The deduction is subject to AGI-based phase-outs. The phase-out occurs when the Modified AGI (MAGI) is between $65,000 and $80,000 for single taxpayers, and is completely eliminated thereafter. For married couples the phase-out is between $130,000 and $160,000 MAGI.
In 2013 the law is also set to revert to a previous rule that allows the deduction to be taken only during the first 60 months of repayment.
Caution In case your tax brain was working overtime and you had come up with a great scheme of dodging taxes through interfamily loans, you need to know that the student loan interest deduction cannot be taken for loans made to the student by family members.

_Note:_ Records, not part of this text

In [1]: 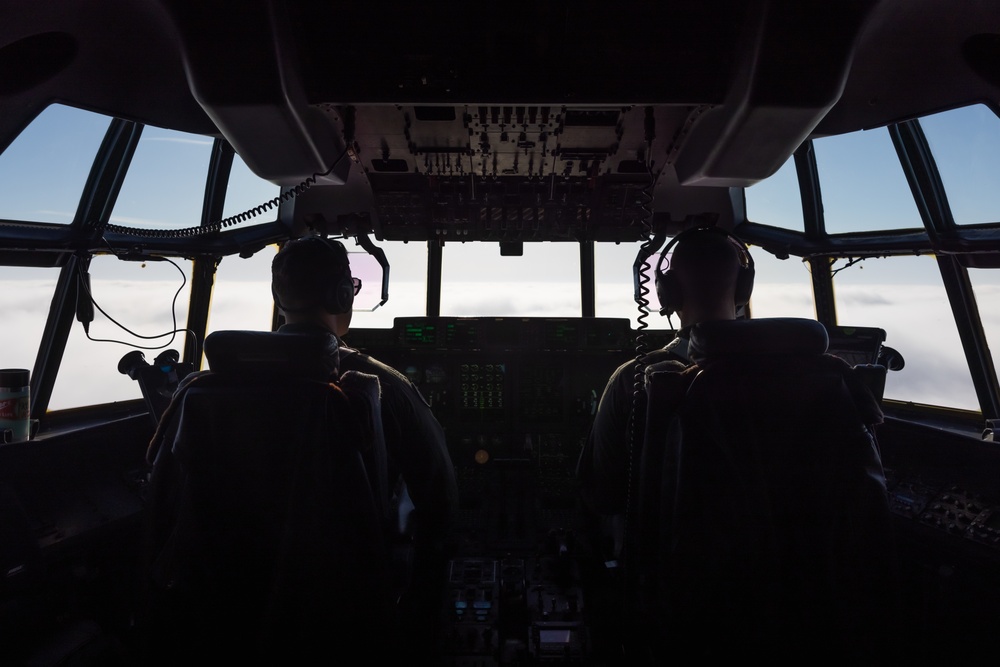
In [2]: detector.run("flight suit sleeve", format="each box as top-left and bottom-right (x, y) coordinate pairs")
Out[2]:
(577, 361), (645, 514)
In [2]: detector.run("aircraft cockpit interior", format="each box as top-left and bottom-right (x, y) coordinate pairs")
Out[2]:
(0, 0), (1000, 667)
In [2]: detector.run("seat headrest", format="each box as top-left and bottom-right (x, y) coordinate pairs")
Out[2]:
(688, 317), (830, 363)
(205, 331), (338, 382)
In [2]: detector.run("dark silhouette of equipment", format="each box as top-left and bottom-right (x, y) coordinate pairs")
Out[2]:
(118, 350), (194, 424)
(143, 331), (395, 664)
(626, 319), (895, 662)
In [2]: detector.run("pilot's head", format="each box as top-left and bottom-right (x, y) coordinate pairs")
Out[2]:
(271, 236), (361, 336)
(656, 227), (754, 327)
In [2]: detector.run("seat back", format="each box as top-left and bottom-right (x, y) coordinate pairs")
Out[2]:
(628, 319), (894, 659)
(146, 332), (395, 662)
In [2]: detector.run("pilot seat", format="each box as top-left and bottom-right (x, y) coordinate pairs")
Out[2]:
(142, 331), (396, 664)
(626, 318), (896, 664)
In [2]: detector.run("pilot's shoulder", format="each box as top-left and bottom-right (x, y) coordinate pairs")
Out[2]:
(340, 346), (427, 403)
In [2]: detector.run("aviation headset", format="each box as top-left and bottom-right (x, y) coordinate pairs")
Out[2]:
(655, 227), (754, 315)
(271, 236), (354, 315)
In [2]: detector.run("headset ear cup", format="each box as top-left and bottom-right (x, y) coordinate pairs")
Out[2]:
(323, 278), (354, 315)
(736, 264), (754, 306)
(656, 269), (684, 313)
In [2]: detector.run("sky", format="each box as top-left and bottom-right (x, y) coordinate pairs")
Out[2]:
(0, 102), (1000, 409)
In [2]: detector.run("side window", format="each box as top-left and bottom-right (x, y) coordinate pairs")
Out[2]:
(920, 104), (1000, 225)
(592, 243), (680, 329)
(111, 127), (213, 229)
(0, 104), (111, 224)
(745, 158), (816, 318)
(745, 157), (805, 232)
(49, 255), (191, 410)
(813, 128), (923, 234)
(208, 246), (277, 333)
(969, 269), (1000, 400)
(219, 155), (281, 229)
(0, 266), (59, 380)
(834, 256), (976, 411)
(346, 241), (428, 337)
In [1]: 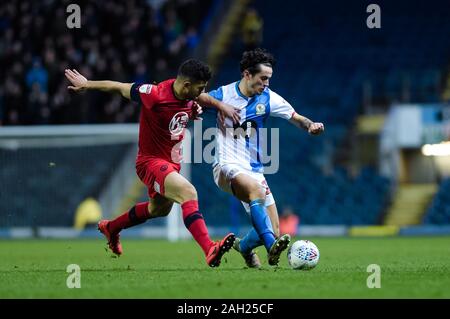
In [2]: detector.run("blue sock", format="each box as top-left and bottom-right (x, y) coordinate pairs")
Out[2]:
(239, 228), (262, 254)
(250, 199), (275, 251)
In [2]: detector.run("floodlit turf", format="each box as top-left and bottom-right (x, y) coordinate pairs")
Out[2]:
(0, 237), (450, 298)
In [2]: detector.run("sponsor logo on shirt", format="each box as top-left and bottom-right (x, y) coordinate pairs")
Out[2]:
(256, 103), (266, 115)
(169, 112), (189, 136)
(139, 84), (153, 94)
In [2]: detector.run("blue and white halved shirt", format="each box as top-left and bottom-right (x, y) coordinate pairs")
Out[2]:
(209, 81), (295, 173)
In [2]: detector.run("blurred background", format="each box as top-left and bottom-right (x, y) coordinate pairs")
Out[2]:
(0, 0), (450, 238)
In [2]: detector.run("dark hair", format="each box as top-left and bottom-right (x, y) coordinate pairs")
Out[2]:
(239, 48), (276, 75)
(178, 59), (211, 82)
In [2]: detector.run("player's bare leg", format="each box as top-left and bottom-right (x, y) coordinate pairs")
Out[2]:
(164, 172), (235, 267)
(233, 204), (280, 268)
(98, 195), (173, 256)
(231, 174), (290, 265)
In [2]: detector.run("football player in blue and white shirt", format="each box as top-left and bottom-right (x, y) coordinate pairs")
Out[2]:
(209, 49), (324, 268)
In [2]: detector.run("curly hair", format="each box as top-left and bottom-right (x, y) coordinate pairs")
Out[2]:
(239, 48), (276, 75)
(178, 59), (211, 82)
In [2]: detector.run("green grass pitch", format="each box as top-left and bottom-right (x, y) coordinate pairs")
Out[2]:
(0, 237), (450, 299)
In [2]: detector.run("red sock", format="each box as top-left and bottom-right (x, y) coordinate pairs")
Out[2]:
(181, 200), (214, 255)
(108, 202), (150, 233)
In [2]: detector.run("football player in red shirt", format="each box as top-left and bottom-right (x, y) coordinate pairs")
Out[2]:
(65, 59), (239, 267)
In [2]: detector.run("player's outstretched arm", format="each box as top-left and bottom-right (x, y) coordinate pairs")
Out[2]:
(64, 69), (133, 99)
(289, 113), (325, 135)
(197, 93), (241, 124)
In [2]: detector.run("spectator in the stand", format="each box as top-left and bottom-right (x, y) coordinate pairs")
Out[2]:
(26, 58), (48, 92)
(0, 0), (209, 125)
(242, 8), (263, 51)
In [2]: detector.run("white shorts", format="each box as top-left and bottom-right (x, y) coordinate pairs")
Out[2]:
(213, 164), (275, 213)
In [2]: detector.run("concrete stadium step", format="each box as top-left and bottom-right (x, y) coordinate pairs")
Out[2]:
(384, 184), (438, 226)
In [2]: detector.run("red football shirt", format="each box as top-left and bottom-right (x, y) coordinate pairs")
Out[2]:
(131, 79), (193, 164)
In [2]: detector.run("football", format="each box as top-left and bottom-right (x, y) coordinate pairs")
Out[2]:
(287, 240), (320, 270)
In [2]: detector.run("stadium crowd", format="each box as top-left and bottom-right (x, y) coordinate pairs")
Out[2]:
(0, 0), (211, 125)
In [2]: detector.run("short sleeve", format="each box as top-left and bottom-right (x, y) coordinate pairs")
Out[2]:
(208, 87), (223, 101)
(130, 83), (155, 107)
(269, 91), (295, 120)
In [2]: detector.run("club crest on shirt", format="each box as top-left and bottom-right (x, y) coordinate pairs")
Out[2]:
(256, 103), (266, 115)
(169, 112), (189, 136)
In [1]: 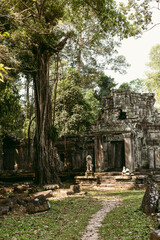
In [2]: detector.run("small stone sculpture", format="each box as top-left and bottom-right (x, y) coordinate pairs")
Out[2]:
(86, 155), (93, 172)
(122, 167), (130, 175)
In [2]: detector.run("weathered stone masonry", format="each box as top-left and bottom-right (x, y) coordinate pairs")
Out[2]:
(91, 90), (160, 171)
(57, 90), (160, 172)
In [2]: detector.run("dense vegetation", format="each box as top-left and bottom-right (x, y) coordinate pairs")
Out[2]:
(0, 190), (156, 240)
(0, 0), (154, 183)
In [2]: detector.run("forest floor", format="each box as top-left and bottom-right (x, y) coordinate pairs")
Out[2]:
(0, 184), (157, 240)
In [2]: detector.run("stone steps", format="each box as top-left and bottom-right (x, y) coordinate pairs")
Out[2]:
(75, 172), (149, 190)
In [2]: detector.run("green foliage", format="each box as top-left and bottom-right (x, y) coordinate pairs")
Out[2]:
(119, 78), (144, 93)
(55, 69), (98, 136)
(96, 75), (117, 100)
(119, 82), (131, 91)
(91, 190), (157, 240)
(0, 79), (23, 135)
(144, 44), (160, 108)
(0, 197), (101, 240)
(49, 125), (58, 142)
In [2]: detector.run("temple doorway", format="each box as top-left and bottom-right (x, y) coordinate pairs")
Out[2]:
(111, 141), (125, 171)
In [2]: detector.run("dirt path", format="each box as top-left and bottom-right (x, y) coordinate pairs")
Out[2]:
(80, 198), (121, 240)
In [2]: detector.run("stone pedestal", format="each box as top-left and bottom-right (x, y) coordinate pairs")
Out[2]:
(85, 171), (94, 177)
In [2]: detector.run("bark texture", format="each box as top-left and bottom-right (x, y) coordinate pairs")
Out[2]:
(34, 49), (58, 184)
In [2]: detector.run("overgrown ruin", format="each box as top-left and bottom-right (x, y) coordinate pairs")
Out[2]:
(1, 90), (160, 186)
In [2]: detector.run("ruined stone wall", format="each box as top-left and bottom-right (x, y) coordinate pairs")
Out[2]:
(91, 90), (160, 171)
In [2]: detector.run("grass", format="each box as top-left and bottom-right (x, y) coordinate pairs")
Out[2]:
(0, 190), (157, 240)
(96, 190), (157, 240)
(0, 197), (101, 240)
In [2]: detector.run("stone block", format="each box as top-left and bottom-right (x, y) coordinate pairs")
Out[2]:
(70, 184), (81, 193)
(26, 195), (50, 214)
(141, 182), (159, 215)
(43, 184), (59, 190)
(31, 190), (53, 198)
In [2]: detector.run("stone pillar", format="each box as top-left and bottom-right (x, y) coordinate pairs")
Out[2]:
(148, 147), (155, 168)
(0, 142), (3, 171)
(124, 133), (134, 171)
(94, 136), (100, 172)
(155, 147), (160, 169)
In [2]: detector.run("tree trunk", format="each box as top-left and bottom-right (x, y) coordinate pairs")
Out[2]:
(34, 49), (59, 184)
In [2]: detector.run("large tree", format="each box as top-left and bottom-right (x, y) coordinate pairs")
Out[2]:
(0, 0), (152, 184)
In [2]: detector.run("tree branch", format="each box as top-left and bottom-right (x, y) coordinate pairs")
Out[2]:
(144, 23), (160, 32)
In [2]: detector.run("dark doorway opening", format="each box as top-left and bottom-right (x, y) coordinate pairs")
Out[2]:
(111, 141), (125, 171)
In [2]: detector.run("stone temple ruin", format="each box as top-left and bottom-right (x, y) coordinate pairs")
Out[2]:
(69, 90), (160, 189)
(3, 90), (160, 188)
(91, 90), (160, 172)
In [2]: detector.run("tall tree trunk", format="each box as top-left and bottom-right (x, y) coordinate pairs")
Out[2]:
(34, 49), (58, 184)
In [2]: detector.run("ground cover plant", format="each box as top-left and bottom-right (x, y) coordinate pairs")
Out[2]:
(0, 190), (157, 240)
(96, 191), (157, 240)
(0, 197), (101, 240)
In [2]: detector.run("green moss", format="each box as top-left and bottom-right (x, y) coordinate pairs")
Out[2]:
(99, 191), (157, 240)
(0, 197), (101, 240)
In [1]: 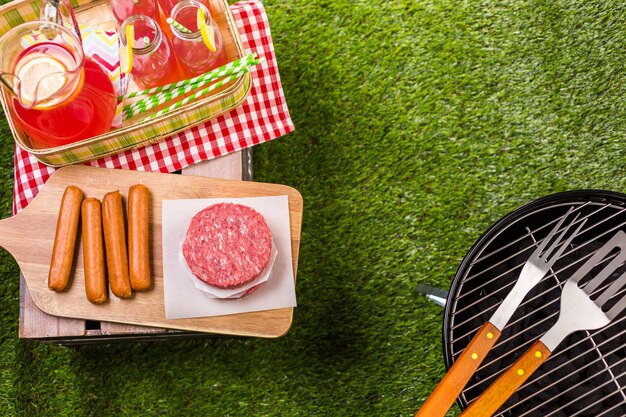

Student Loan Debt Forgiveness
In general, the tax code treats a forgiven debt as income—it is essentially the same thing as receiving income that you use to pay off the debt. However, there is an exception to this rule for the forgiveness of student loan debt in certain circumstances. As an incentive to induce students preparing for certain professions to work in underserved areas, the government has established a program of debt forgiveness in trade for a predetermined number of years in that underserved area. For example, if a medical student agrees to work as a doctor for a certain number of years in an underserved rural community, the government will, in turn, discharge that student’s debt. In these specific, qualified situations the debt forgiveness is not counted as income and is not taxable.